In the past we have staged theatre work in the skittle alleys of rural pubs. We are also developing a theatre piece about Shelley’s brief period living in Devon for performance in London next May.
This is also a work about political surveillance. Shelley was spied on by the British state, and the play draws a direct parallel between the historical situation and the fact that, as pointed out by the theatre’s artistic director, there are more CCTV cameras to the square mile in London than there are in Shanghai.
Who is your audience?
Our short films are designed to connect the past and the present. For example, Eamonn’s Boots grew from my experience of participating in the Afri Famine Walk and made use of an extract from my novel, Riversmeet. Afri is an organisation that uses the annual memorial famine walk to raise funds for famine relief in Africa. They have also drawn parallels between the 1840s poorhouse provision and the direct provision arrangements today.
Now, I do see merit in study as a means to an end. I always asked the OU students I worked with why they were embarking on six years of additional hard labour. For many, it was a route out of a work situation, towards promotion in the work they already held, the first step towards domestic autonomy. That was always both enlightening and a salutary reminder of the power of education; still more so when I started teaching in prisons. The determination of those students was humbling.

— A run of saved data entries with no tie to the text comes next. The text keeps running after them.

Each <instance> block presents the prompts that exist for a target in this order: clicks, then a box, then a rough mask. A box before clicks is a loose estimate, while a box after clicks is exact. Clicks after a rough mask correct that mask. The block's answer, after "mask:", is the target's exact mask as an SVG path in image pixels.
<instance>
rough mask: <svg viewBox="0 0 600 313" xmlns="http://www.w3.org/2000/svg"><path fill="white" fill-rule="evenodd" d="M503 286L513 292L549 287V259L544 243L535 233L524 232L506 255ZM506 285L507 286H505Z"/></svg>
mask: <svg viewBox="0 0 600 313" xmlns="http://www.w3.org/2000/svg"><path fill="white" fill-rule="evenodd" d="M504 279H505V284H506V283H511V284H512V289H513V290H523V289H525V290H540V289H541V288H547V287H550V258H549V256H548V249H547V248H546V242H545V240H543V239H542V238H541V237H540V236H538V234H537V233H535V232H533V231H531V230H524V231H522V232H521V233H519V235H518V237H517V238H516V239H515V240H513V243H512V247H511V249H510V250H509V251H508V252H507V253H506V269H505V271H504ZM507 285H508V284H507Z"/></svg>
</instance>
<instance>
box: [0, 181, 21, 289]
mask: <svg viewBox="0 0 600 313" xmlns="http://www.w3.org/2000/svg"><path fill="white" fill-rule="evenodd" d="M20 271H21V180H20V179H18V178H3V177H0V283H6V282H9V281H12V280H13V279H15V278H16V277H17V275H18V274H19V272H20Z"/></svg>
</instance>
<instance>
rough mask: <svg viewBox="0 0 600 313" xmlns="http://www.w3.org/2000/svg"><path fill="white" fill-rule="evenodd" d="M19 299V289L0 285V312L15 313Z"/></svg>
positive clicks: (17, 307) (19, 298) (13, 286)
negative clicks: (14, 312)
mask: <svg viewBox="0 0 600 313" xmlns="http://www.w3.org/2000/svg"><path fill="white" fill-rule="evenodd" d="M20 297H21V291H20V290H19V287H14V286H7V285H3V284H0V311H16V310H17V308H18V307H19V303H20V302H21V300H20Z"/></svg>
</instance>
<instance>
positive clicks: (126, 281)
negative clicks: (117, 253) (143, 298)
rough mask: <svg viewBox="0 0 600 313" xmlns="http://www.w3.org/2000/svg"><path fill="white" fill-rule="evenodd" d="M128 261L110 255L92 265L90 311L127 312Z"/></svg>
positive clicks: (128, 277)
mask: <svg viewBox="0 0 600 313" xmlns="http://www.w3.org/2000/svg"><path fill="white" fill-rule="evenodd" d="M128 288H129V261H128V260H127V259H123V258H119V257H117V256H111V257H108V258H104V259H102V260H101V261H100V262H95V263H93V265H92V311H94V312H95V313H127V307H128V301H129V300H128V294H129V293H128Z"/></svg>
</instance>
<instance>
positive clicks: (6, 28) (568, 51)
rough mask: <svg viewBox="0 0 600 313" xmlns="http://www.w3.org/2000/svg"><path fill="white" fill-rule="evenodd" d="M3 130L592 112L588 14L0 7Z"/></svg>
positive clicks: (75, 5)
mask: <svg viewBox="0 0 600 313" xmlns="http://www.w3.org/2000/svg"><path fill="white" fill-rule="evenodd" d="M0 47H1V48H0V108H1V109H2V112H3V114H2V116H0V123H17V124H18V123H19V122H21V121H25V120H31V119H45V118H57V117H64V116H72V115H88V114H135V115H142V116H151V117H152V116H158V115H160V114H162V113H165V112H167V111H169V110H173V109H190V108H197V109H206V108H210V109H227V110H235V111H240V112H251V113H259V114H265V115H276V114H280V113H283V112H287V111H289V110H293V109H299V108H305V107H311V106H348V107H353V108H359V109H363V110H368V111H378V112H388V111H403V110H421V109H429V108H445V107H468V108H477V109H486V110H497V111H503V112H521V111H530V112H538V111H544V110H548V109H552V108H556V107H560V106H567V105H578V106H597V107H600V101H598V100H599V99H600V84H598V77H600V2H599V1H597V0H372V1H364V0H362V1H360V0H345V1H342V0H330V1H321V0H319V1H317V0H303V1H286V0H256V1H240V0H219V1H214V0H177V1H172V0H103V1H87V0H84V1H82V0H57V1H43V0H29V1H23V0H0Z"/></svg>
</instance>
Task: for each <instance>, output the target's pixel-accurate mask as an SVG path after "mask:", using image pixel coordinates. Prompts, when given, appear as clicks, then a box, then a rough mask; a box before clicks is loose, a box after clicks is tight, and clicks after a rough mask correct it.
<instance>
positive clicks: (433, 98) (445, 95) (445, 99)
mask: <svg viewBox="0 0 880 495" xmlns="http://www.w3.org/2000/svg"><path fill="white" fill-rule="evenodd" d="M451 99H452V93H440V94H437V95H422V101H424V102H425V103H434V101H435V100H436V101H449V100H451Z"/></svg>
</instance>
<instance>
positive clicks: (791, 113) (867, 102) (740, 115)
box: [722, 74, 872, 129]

At the same time I also see merit in study for its own sake. Jenny Odell’s How To Do Nothing has been influential on my thinking in recent years. Its redefinition of “nothing” as a resistance to the work ethic of capitalism is the 21st century version of Karl Marx’s son-in-law Paul Lafargue’s “The right to be lazy.”
The method assumes that the “normal” present can be recognised as a construct, given the example of the past — is it possible to attempt this deconstruction without political purpose? Where is that political purpose derived from?
That might easily be seen as a utopian aspiration in a period when we have faced austerity for years, struggled with the impact of Covid, lurched into a cost-of-living crisis and now have a government who almost seem to relish the prospect of “tough decisions” that are going to make lives harder. And, yes, of course, when faced with all of that it is very hard for anyone to lift their gaze and look past the immediate demands. But if we don’t try, we are imprisoned by the immediacy of the present and much less able to move beyond it.
That’s why, also, the past and its connection to the present is so important to the overall project. Standing on the street yesterday I had a conversation with someone who was despairing about the present situation in Palestine, unable to see a way beyond the present awfulness. I asked him if, in 1988, he would have predicted the collapse of the apartheid regime? “Good point,” he said and he looked a little less pessimistic. For me, literature acts as a means to see the possibilities.
For the purposes of literary creation, is it better to have “progressive politics” or “radical politics”?
Progressive and radical are similar but mean different things to different people. Maybe radical is a question of speed of change, and progressive is just something going in the right direction (ie left!). They are subjective terms and we would want an opening up in terms of where our society is taking us — towards socialism — against oppression, reaction — all that.
But I want to return to your first question on who are we for and why, as it’s both pertinent to our future development and also perhaps the most intractable problem for us. We are a very small organisation, with as yet almost no external funding. Our experience of applying for Arts Council funding has been that it is a dispiriting and exhausting process that produces neither funds nor helpful or supportive feedback. So we are propelled into using the Slow Reading courses as a mechanism to generate income for other projects. And I love doing them.
We do also, I’d point out, cost a great deal less than the obvious competitors and even then we offer discounts!